Critical Context

(Masterpieces of American Fiction)

In 1963, Onetti deservedly won the William Faulkner Certificate of Merit for El astillero. The novel is an innovative transmutation of the themes and techniques of Faulkner, the Uruguayan author’s most influential literary model. Onetti’s Santa Maria country is a fictional locale suggested by but not simply copied from Faulkner’s Yoknapatawpha County. The religious allegory of The Shipyard is Hispano-Catholic in content, but it has technical precedents in Faulkner novels such as Light in August (1932). The multiple point of view of The Shipyard also can be traced to Faulkner. Criticism has not always pointed out the differences between Onetti and Faulkner, but The Shipyard displays some, such as the greater measure of pessimism present in Onetti, and the Uruguayan writer’s more pointed reflexive dimension. The distinctive Onettian narrative voice repeatedly comments on the progress of its narration, which itself seems tainted by the arbitrariness and insubstantiality of the lives being told:Now, in the incomplete reconstruction of that night, as part of the whim of giving it historical importance or meaning, as part of the inoffensive game of cutting short a winter evening, manipulating, combining and playing tricks with all those things which interest no one and which are not indispensable, there comes the testimony of the bartender of the Plaza.

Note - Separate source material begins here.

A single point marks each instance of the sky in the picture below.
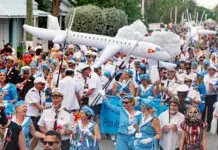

Onetti is the best of the River Plate writers who quite independently of the French developed an existential fiction in the 1940’s and 1950’s. He is one of the earliest and most redoubtable craftsmen of the Latin American New Narrative, and for all its reminiscence of Faulkner, the Santa Maria saga was itself highly influential long before the 1980’s, when Onetti’s life work was awarded Spain’s Cervantes Prize and Uruguay’s National Literature Prize. With Santa Maria, Onetti stimulated the equally ambitious projects of younger writers such as Gabriel García Márquez and Mario Vargas Llosa. No novel of the saga is as intense as The Shipyard, or more successful in maintaining Onetti’s ambiguous play between disintegration and imaginative attempts to prevail against it, between the somber theme of mortality and the comic treatment of it.